Metadata - Information about electronic records
Phillips, John T JrOne of the most challenging issues facing information professionals is an explosion in the varieties of information to be managed. Gone are the days when a large complex business could survive by processing paper-based checks, purchase orders, or correspondence. Technologies such as electronic funds transfer, electronic data interchange, and electronic mail are making some paper-based transactions and communications both quaint and costly. As an example, many financial institutions increasingly prefer that their customers use automated teller machines (ATMs) for financial transactions, because ATMs save labor costs for the institutions and reduce the time that customers must spend waiting in line. However, information that is processed entirely electronically must be documented to provide evidence that the transaction actually occurred and to assure protection of the information assets of the enterprise.
How does one describe an electronic record, a computer data file, or even a piece of paper that contains information of interest for use or preservation? Does one employ the same terminology to discuss information about a person's name in a computer's mailing label database as one might use to describe the same data residing in a formatted "box" on a paper form? Is the text "John &. Public" the same information regardless of the media (paper or electronic) or the data format (first name followed by last name)?

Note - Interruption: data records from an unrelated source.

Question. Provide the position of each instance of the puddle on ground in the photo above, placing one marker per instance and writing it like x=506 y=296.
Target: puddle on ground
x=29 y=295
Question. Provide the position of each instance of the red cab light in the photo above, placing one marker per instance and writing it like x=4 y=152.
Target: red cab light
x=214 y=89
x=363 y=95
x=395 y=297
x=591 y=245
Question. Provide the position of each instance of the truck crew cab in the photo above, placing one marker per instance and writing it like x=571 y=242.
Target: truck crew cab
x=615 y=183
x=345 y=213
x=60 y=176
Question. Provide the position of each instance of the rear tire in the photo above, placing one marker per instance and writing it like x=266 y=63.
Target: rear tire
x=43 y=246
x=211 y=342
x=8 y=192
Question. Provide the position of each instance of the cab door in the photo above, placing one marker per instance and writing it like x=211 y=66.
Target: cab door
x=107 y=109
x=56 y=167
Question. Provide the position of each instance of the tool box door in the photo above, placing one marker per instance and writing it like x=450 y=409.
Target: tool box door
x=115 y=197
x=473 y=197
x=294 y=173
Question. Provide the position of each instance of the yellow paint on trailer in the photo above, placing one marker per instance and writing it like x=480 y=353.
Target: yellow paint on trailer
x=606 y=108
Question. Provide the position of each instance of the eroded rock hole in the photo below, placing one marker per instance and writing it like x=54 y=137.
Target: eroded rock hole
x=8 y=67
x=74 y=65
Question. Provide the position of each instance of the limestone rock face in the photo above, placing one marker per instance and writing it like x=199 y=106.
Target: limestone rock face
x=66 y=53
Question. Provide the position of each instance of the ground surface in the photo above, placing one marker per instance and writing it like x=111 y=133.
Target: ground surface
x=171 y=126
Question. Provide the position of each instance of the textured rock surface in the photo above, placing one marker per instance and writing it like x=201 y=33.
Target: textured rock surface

Answers to these questions will have a major impact on all information management professions due to a shocking realization--information will increasingly be managed without allowing its ephemeral physical format to dominate information. management procedures and techniques] Content transcends form. Information value is derived from the usefulness of the data, not the intrinsic value of the media on which the data is stored. Information can be more useful, informative, and inexpensive when managed in a manner that avoids a reliance on any one physical storage medium. Information management principles and procedures should be applicable to all media, thus allowing the user to choose the best medium for creation, use, and storage. If paper-based information works the best--use paper. If optical disk storage is best--use that technology. However, the principles of information management should be the same.
DESCRIBING DIGITAL DATA
To manage information seamlessly, without regard to physical format, requires developing a generic means of describing information. This "information about information" serves as a tool for managers and users of data to get a handle on the raw materials with which they work. Such an information description standard can be used to develop integrated methodologies for creating, using, and storing paper documents, complex electronic records, or unformatted data in databases. Without a generic means of describing information, it will be very difficult to inventory digitally stored information or to compare electronic documents to their hard copy counterparts. To create a records retention schedule that applies to both computer-based records and paper files requires an ability to specify a report, purchase requisition, memo, or letter in a manner that makes the physical recording medium secondary to the information content.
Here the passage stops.